Dean Dewberry 1950-90, Jazz (American Music) Hall of Fame concert pianist, born and raised in St. Petersburg, played locally with his wife Penny Parker Dewberry in night clubs, & played with such jazz musicians as Duke Ellington, Cole Porter, Dave Brubeck, Eph Resnick, and Wild Bill Davidson.  Later, after becoming Christians, both he and his wife created "Jazz For Jesus" and spent the rest of their working years uplifting inmates throughout the southeast, doing normal & home co-ministry with friends Horace & Marilyn Ellsworth,  ministers of Looking Unto Jesus Ministries, throughout Florida and south Georgia.

Country
Florida is the home of several notable country musicians and musical acts.

Country singer Mel Tillis (d.2017) was born in Darby, a small rural community in Pasco County.  His daughter Pam Tillis, also a country music star, was born in nearby Plant City.

Slim Whitman was born in Tampa and once played minor-league baseball for the Plant City Berries.
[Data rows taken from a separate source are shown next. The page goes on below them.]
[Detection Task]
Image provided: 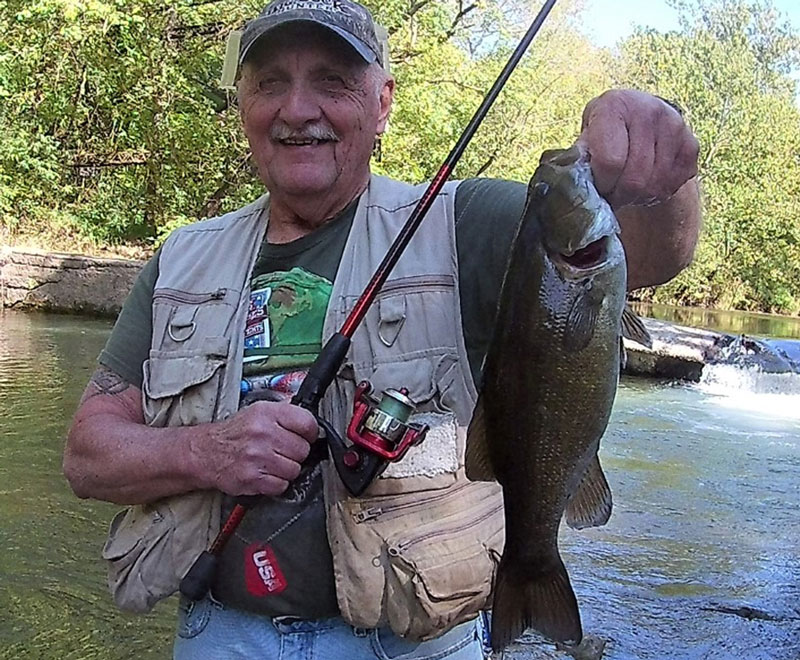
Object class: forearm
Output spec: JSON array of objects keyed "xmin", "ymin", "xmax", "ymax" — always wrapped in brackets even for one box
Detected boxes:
[
  {"xmin": 616, "ymin": 178, "xmax": 701, "ymax": 291},
  {"xmin": 64, "ymin": 367, "xmax": 318, "ymax": 504},
  {"xmin": 64, "ymin": 410, "xmax": 214, "ymax": 504}
]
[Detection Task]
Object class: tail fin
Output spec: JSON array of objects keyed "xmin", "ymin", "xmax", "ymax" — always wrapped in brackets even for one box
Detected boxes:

The Bellamy Brothers, a duet act that hit number one on the country charts several times before reaching #1 on the Billboard Hot 100 chart with their cross-over hit "Let Your Love Flow" in 1976, also hail from Darby.  Close friend Bobby Braddock, a member of the Country Music Hall of Fame with multiple number ones to his credit, was born in Lakeland, in Polk County, and grew up in nearby Auburndale.

Kent Lavoie, better known by his stage name, Lobo, hit Number Five on the Billboard Pop chart in 1971 with the soft rock song "Me and You and a Dog Named Boo".  He was born in Tallahassee and grew up in Winter Haven.  While attending the University of South Florida, Lavoie formed a band called The Rumors with Jim Stafford and Gram Parsons.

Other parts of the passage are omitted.